On the other hand, it is not easy to create and maintain an index page.

(1) It is difficult to judge the validity of a word that should be included in the index. For example, it is not effective to determine validity based on the appearance frequency. In a document that meets the definition, the frequency of index terms is rather low.

(2) It is difficult to determine which document is most suitable as an index from among documents including index words and how to handle a document that is not included in the index.

(3) Also, maintenance of the index once created is a time-consuming work. If any document is updated, the index page must be updated one by one. Whether in business or private, the incentive to update documents is different from the incentive to update index pages. In addition, in the case of business, the management department of each document may be different, which generally requires maintenance costs.

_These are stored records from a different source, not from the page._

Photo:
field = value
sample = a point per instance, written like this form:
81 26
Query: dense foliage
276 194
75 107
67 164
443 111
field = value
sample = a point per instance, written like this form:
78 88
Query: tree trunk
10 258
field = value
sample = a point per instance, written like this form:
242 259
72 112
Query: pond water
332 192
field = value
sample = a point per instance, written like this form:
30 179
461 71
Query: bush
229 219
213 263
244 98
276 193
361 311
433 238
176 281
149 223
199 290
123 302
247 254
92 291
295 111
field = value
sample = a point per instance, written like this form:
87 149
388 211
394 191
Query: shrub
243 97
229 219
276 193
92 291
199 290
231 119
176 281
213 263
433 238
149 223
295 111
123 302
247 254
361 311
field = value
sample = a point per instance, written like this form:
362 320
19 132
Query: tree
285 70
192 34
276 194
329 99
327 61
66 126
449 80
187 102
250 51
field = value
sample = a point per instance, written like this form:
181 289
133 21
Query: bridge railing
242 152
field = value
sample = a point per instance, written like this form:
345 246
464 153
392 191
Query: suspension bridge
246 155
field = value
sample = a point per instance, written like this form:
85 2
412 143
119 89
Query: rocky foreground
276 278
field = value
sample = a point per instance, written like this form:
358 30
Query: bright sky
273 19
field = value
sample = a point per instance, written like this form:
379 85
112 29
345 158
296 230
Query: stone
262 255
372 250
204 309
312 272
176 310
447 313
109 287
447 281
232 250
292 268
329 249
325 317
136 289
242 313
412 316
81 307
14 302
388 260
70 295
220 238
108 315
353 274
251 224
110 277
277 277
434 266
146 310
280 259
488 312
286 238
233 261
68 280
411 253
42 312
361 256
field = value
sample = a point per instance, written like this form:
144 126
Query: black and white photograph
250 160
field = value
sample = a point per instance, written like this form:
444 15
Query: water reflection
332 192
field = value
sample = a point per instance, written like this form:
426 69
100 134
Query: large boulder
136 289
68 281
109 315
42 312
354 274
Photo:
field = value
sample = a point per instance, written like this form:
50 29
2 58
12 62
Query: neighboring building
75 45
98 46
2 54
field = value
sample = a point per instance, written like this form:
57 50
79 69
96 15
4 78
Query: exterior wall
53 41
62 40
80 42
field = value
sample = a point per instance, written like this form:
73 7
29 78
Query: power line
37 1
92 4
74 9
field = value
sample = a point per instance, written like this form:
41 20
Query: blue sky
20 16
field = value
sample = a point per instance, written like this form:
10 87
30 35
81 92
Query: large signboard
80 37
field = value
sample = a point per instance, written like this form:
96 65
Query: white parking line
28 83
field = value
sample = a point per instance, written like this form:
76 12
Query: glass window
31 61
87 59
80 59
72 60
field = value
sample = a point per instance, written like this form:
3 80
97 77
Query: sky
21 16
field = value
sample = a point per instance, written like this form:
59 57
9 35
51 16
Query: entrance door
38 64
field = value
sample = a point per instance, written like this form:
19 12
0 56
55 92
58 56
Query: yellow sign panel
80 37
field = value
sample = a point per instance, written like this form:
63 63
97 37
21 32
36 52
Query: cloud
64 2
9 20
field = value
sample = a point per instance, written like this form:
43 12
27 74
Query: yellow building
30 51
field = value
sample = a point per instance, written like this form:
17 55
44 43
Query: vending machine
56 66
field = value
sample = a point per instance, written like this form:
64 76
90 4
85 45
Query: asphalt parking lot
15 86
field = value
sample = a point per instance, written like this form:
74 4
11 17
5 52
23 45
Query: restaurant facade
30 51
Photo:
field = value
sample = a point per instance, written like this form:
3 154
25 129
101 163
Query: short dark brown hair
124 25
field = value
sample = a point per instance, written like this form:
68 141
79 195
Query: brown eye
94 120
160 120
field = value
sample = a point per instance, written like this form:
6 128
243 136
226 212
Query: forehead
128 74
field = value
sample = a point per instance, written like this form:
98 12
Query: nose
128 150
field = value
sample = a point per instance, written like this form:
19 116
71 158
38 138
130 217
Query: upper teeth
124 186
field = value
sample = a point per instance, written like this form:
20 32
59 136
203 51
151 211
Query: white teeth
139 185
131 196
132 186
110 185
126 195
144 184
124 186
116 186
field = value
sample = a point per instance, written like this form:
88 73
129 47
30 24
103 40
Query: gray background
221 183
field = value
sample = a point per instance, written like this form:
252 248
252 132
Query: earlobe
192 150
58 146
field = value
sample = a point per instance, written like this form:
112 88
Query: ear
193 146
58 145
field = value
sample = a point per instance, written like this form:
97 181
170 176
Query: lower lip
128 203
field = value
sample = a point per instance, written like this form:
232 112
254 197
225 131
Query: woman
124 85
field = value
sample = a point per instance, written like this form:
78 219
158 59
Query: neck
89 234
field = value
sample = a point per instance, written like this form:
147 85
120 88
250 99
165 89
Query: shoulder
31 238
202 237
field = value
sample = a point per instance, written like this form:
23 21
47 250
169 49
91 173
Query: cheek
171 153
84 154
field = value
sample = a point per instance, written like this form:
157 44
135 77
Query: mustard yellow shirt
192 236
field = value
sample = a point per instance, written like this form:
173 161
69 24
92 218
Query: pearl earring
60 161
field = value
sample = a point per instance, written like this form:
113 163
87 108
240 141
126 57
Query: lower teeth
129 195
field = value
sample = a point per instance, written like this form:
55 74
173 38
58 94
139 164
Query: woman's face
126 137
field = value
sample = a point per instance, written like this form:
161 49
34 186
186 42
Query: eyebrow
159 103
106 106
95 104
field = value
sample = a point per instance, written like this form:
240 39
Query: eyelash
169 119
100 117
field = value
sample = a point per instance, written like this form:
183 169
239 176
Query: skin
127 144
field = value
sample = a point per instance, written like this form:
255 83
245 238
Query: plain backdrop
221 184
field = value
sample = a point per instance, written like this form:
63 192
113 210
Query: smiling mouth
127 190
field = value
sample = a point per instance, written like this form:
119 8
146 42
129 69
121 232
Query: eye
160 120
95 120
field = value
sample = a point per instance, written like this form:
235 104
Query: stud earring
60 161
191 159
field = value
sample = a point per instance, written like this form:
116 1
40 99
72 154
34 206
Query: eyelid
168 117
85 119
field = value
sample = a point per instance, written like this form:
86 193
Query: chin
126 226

2. Description of the Related Art Conventionally, a technique that substitutes an index page by listing a search expression using a hierarchical structure and attributes of a structured document and a search result thereof is known. However, it is difficult to enumerate search expressions, and specialized knowledge is also required. It is required to solve the above problems (1) to (3).

JP 2006-185408 A

The problem to be solved by the present invention is to provide a structure document management technique that enables creation and maintenance of an index page only by a user selecting a part of index words.

The structural document management system according to the embodiment includes an input unit for inputting an index word. A structural document in which an index word appears is retrieved from a storage device storing the structural document. An appearance condition for identifying at least a structural part where an index word appears in the retrieved structure document is determined. Each structural document is grouped based on the similarity of appearance conditions. A correspondence relationship between each grouped structural document and each index word is stored as index information.

Configuration diagram of structural document management system 100 of embodiment FIG. 4 is a diagram illustrating an example of a structural document stored in the structural document storage unit 103 according to the embodiment. FIG. 10 is a diagram illustrating an example of index word appearance conditions for the structure document 202 according to the embodiment. Flowchart of processing of appearance condition grouping unit 105 of the embodiment The figure which shows the example of ambiguity of the appearance conditions of embodiment The figure which shows the example of the grouping by the frequency | count of fuzziness of the appearance condition of embodiment The figure which shows the example of the memory content in the index list memory | storage part 106 of embodiment The figure which shows the example of the presentation screen of the index by the index list presentation part 107 of embodiment The figure which shows the example of the presentation screen by the index word confirmation part 108 of embodiment The figure which shows the example of the presentation screen by the index word recommendation part 109 of embodiment

Hereinafter, embodiments for carrying out the invention will be described. The outline of the solution in the present embodiment is as follows (1) to (3).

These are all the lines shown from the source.